MEMORY 4.0 - AN ONLINE EDUCATIONAL TOOL
FOR INTERNATIONAL
YOUTH GROUPS
The project is primarily aimed at teachers and educators who have visited the Memorial with their students. The lesson plans prepared for them are based on various sources. Their analysis provides a basis for reflecting on the persecution and discrimination people encounter.
‘Our package can be used both to complement a visit to the former camp site and as the basis for a self-study lesson on persecution in Nazi Germany and the history of Auschwitz. Additionally, the format of the materials makes them suitable for use with other groups, and their online availability also provides an opportunity for self-education,’ said Andrzej Kacorzyk, director of the ICEAH.
The package consists of six related lessons. They comprise the following: an introduction; persecution of Poles and people of other nationalities as political prisoners; racial persecution of Jews, racial persecution of Sinti and Roma; other types of persecution, and a summary.
‘The lessons include scenarios and exercises using working methods such as brainstorming, group work, analysis of source material, and project method work. Each lesson is accompanied by a guide for the educator, including assumptions, objectives, workflow and content and didactic recommendations. The package structure allows it to be implemented as a whole or to use individual lessons to complement other activities,’ said Nataliia Tkachenko, ICEAH, co-author of the package.
In each lesson, personal documents of prisoners produced by the camp administration are juxtaposed with excerpts from the accounts of Survivors who recount their personal experiences. The stories were chosen to show the broadest possible variety of camp experiences. The sources are supplemented by historical descriptions prepared based on studies by historians of the Auschwitz Memorial and other researchers.
‘The interdisciplinary approach allows us to look at historical facts and the educator's working methods from a slightly different perspective. In our educational activities, it is essential to restore the subjectivity of people marked by the nightmarish experience of Auschwitz, to tell their story through the prism of identity and personal experience. This philosophy is also reflected in the Memory 4.0 project,’ emphasised Nataliia Tkachenko.
The final part of the package - the summary - also raises important questions about the role and significance of history in the contemporary world. It is intended to inspire participants to carry out original activities to discover and preserve the memory of various discriminated social groups and to counteract discrimination today.

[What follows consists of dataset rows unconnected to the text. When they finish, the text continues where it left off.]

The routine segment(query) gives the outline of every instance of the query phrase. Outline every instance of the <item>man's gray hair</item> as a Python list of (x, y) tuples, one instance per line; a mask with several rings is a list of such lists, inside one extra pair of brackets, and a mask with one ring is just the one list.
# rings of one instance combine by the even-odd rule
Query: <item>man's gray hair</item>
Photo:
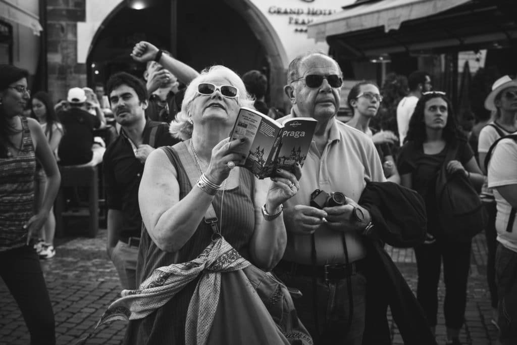
[(209, 68), (205, 68), (195, 78), (185, 90), (185, 97), (181, 103), (181, 110), (176, 114), (176, 118), (169, 126), (169, 132), (174, 138), (186, 140), (192, 138), (193, 126), (190, 122), (192, 114), (191, 113), (192, 101), (197, 95), (196, 89), (200, 83), (211, 82), (215, 76), (220, 77), (228, 81), (230, 85), (237, 87), (238, 97), (237, 101), (239, 107), (247, 107), (255, 109), (252, 98), (246, 92), (244, 83), (239, 76), (231, 69), (224, 66), (217, 65)]
[(339, 73), (341, 74), (340, 76), (343, 76), (343, 72), (341, 71), (341, 69), (339, 67), (339, 64), (336, 60), (324, 53), (321, 50), (311, 50), (302, 55), (299, 55), (296, 57), (295, 57), (293, 61), (291, 62), (291, 63), (289, 64), (289, 67), (287, 68), (288, 85), (291, 84), (292, 82), (300, 79), (301, 77), (300, 76), (300, 66), (301, 64), (308, 58), (316, 55), (325, 56), (333, 61), (334, 63), (336, 64), (336, 66), (338, 67), (338, 69), (339, 70)]

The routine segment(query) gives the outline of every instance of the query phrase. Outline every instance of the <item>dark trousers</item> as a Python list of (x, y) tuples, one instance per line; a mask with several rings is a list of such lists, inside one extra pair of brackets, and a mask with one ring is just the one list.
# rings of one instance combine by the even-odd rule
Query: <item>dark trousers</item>
[(470, 264), (471, 242), (450, 242), (437, 239), (415, 248), (418, 271), (417, 299), (431, 326), (436, 325), (438, 284), (442, 259), (445, 299), (444, 314), (448, 328), (459, 329), (465, 319), (467, 281)]
[(485, 228), (486, 238), (486, 281), (490, 291), (492, 307), (497, 307), (497, 286), (495, 283), (495, 251), (497, 248), (497, 232), (495, 230), (495, 216), (497, 214), (496, 203), (483, 202), (483, 205), (488, 215), (488, 222)]
[(496, 251), (499, 296), (499, 340), (503, 345), (517, 344), (517, 252), (500, 243)]
[(349, 328), (351, 308), (346, 278), (327, 282), (321, 278), (316, 279), (317, 327), (312, 278), (293, 274), (278, 267), (274, 272), (286, 286), (298, 289), (303, 294), (301, 297), (294, 298), (293, 302), (314, 344), (361, 345), (364, 330), (366, 292), (366, 278), (362, 273), (351, 277), (354, 313)]
[(0, 251), (0, 276), (18, 304), (31, 343), (55, 344), (54, 312), (34, 248), (24, 246)]

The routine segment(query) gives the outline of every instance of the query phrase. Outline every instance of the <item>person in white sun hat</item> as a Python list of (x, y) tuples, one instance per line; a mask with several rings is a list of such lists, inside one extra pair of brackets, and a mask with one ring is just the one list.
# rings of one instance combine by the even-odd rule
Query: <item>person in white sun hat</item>
[[(486, 176), (484, 160), (492, 144), (501, 137), (517, 133), (517, 81), (509, 76), (502, 77), (494, 83), (492, 91), (486, 96), (485, 108), (493, 113), (493, 120), (489, 122), (479, 133), (478, 143), (479, 167)], [(494, 193), (488, 188), (486, 178), (480, 196), (489, 215), (489, 221), (485, 229), (488, 254), (486, 262), (486, 279), (490, 291), (492, 308), (491, 322), (497, 326), (497, 288), (495, 283), (495, 251), (497, 247), (495, 218), (497, 211)]]

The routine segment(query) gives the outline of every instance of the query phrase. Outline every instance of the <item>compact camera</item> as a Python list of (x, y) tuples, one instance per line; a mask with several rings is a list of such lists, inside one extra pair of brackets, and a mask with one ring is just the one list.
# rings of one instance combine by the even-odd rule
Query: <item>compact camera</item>
[(311, 193), (311, 206), (320, 209), (346, 203), (345, 194), (341, 192), (336, 192), (331, 195), (324, 190), (316, 189)]

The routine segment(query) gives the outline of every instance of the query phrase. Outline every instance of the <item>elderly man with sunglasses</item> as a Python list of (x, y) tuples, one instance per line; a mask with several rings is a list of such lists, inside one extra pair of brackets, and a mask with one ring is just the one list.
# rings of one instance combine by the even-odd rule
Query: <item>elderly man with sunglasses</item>
[[(371, 140), (336, 119), (342, 75), (323, 53), (294, 59), (284, 87), (293, 107), (279, 120), (318, 121), (299, 190), (284, 204), (287, 244), (275, 269), (287, 286), (301, 291), (295, 306), (316, 344), (361, 343), (367, 252), (361, 234), (372, 224), (368, 210), (356, 201), (366, 180), (385, 181)], [(311, 202), (317, 190), (343, 193), (346, 203), (320, 208)]]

The Memory 4.0 project is available free of charge in digital form. The project was developed in partnership with Arolsen Archives and was funded by the EVZ Foundation and the German MFA within the framework of the programme YOUNG PEOPLE remember.
Memory 4.0 is a set of lesson scenarios and online learning materials prepared in English by the International Center for Education about Auschwitz and the Holocaust. It is dedicated to the fate and persecution of the various groups deported to the German Nazi concentration and extermination camp Auschwitz.